Depuis 2017, cette unité n’a cessé de surveiller l’opposant et sa famille. Des équipes l’ont suivi dans ses déplacements privés et politiques –une trentaine en tout dans dix-sept villes de Russie. Ce déploiement de moyens devait s’achever cet été avec l’élimination de Navalny par empoisonnement à l’occasion d’un de ses déplacements en Sibérie, à Novossibirsk puis à Tomsk.

Cette équipe n’a cessé de rendre compte aux échelons supérieurs du FSB, en particulier à deux généraux de la Loubianka (siège du FSB), établit l’enquête.
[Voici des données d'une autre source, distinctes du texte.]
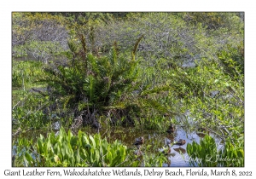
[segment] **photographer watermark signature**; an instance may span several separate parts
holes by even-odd
[[[236,159],[230,159],[227,156],[225,158],[222,158],[221,155],[216,155],[216,156],[211,156],[211,155],[207,155],[205,159],[200,159],[200,158],[196,158],[196,159],[192,159],[191,157],[189,157],[189,155],[185,155],[185,156],[177,156],[176,158],[176,160],[184,160],[186,162],[195,162],[195,163],[201,163],[202,161],[205,162],[212,162],[212,163],[216,163],[216,162],[224,162],[224,161],[236,161]]]

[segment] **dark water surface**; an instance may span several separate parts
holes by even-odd
[[[94,129],[85,127],[81,129],[82,131],[88,135],[96,134],[97,131]],[[57,131],[56,131],[57,132]],[[24,136],[26,138],[33,138],[36,141],[39,134],[47,136],[47,131],[32,131]],[[137,150],[133,143],[136,139],[143,136],[145,139],[144,144],[142,145],[141,151],[146,154],[149,153],[156,153],[162,150],[163,147],[166,147],[166,142],[177,141],[180,139],[186,140],[186,143],[183,146],[173,145],[171,147],[171,153],[167,155],[168,163],[164,164],[164,167],[188,167],[189,165],[189,157],[187,153],[186,147],[188,143],[192,143],[193,141],[197,143],[200,139],[204,136],[203,134],[196,133],[195,131],[188,131],[183,127],[177,127],[177,130],[172,134],[166,132],[160,132],[155,130],[143,130],[139,131],[134,128],[123,128],[123,127],[112,127],[108,129],[102,129],[100,130],[102,138],[107,138],[108,141],[115,140],[121,141],[122,143],[126,145],[129,148]],[[210,134],[218,145],[218,148],[222,147],[221,141],[216,138],[213,135]]]

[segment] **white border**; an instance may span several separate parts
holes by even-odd
[[[245,167],[244,168],[229,168],[229,170],[234,169],[237,173],[239,170],[252,170],[253,176],[256,176],[253,166],[255,162],[255,155],[253,153],[255,141],[253,132],[253,121],[255,121],[255,107],[253,101],[255,99],[255,9],[253,9],[253,1],[237,1],[237,0],[101,0],[101,1],[1,1],[0,9],[0,36],[1,36],[1,106],[0,106],[0,137],[1,137],[1,153],[0,153],[0,178],[14,178],[15,176],[5,176],[3,170],[11,169],[11,12],[12,11],[245,11]],[[255,168],[255,167],[253,167]],[[12,170],[22,170],[24,168],[12,168]],[[112,169],[104,169],[109,170]],[[149,168],[150,169],[150,168]],[[152,168],[151,168],[152,169]],[[164,170],[162,168],[154,168],[155,170]],[[182,168],[185,170],[189,168]],[[202,168],[195,168],[196,171]],[[215,169],[215,168],[212,168]],[[222,168],[223,169],[223,168]],[[221,170],[222,170],[221,169]],[[29,170],[32,169],[30,168]],[[46,170],[47,168],[38,169]],[[55,170],[62,170],[55,169]],[[93,170],[93,169],[92,169]],[[95,169],[96,170],[96,169]],[[132,170],[132,169],[131,169]],[[135,168],[133,169],[135,170]],[[139,170],[143,172],[145,168],[140,168]],[[147,168],[148,170],[148,168]],[[177,170],[178,168],[170,169]],[[211,168],[204,168],[205,170],[210,171]],[[223,169],[224,170],[224,169]],[[26,178],[26,176],[22,176]],[[50,176],[49,176],[50,177]],[[55,176],[52,176],[55,177]],[[62,176],[64,177],[64,176]],[[86,176],[82,176],[86,177]],[[111,176],[112,178],[113,176]],[[119,176],[118,176],[119,177]],[[125,176],[124,176],[125,177]],[[130,176],[129,176],[130,177]],[[141,177],[141,176],[132,176]],[[148,176],[147,176],[148,177]],[[150,176],[154,177],[154,176]],[[155,176],[154,176],[155,177]],[[165,176],[167,178],[170,176]],[[191,176],[198,177],[198,176]],[[224,177],[224,176],[219,176]],[[65,177],[64,177],[65,178]],[[70,177],[69,177],[70,178]],[[237,178],[237,177],[236,177]],[[239,178],[239,177],[238,177]]]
Vu l’ampleur de l’opération, sa durée, le nombre et la qualité des agents mobilisés, il ne fait aucun doute que le patron du FSB, Alexandre Bortnikov, était tenu informé. (...)

C’est en effet en recoupant des mails, des métadonnées de contacts téléphoniques, des fichiers de compagnies aériennes, des listings d’embarquement, des fichiers d’identité ou d’immatriculations de véhicules, des géolocalisations, que Bellingcat reconstitue l’existence et les opérations de cette équipe d’agents dédiée à la surveillance de Navalny. (...)

L’enquête de Bellingcat est la première qui établit aussi précisément le détail des opérations, l’identité des acteurs et la chaîne de commandement remontant jusqu’au sommet du FSB. C’est bien le cœur de l’État qui se trouve ainsi mis en cause pour une tentative d’assassinat d’un opposant politique. Dans le passé, de telles éliminations avaient été plutôt confiées à des tueurs tchétchènes (assassinats d’Anna Politkovskaïa ou de Boris Nemtsov), ce qui empêchait de remonter aux commanditaires.

Vladimir Poutine n’en a ainsi pas fini avec les questions et la ligne de défense adoptée jusqu’alors est comme balayée. La bataille sur l’affaire Navalny va se poursuivre en Russie, au niveau international mais aussi devant l’Organisation pour l’interdiction des armes chimiques. Sa conférence annuelle s’est ouverte le 30 novembre et, lors de son discours d’ouverture, le directeur général a mis le cas de l’opposant russe à l’ordre du jour, considérant qu’il s’agissait bien de l’utilisation d’une arme chimique. Et donc d’une violation de la convention internationale signée par Moscou.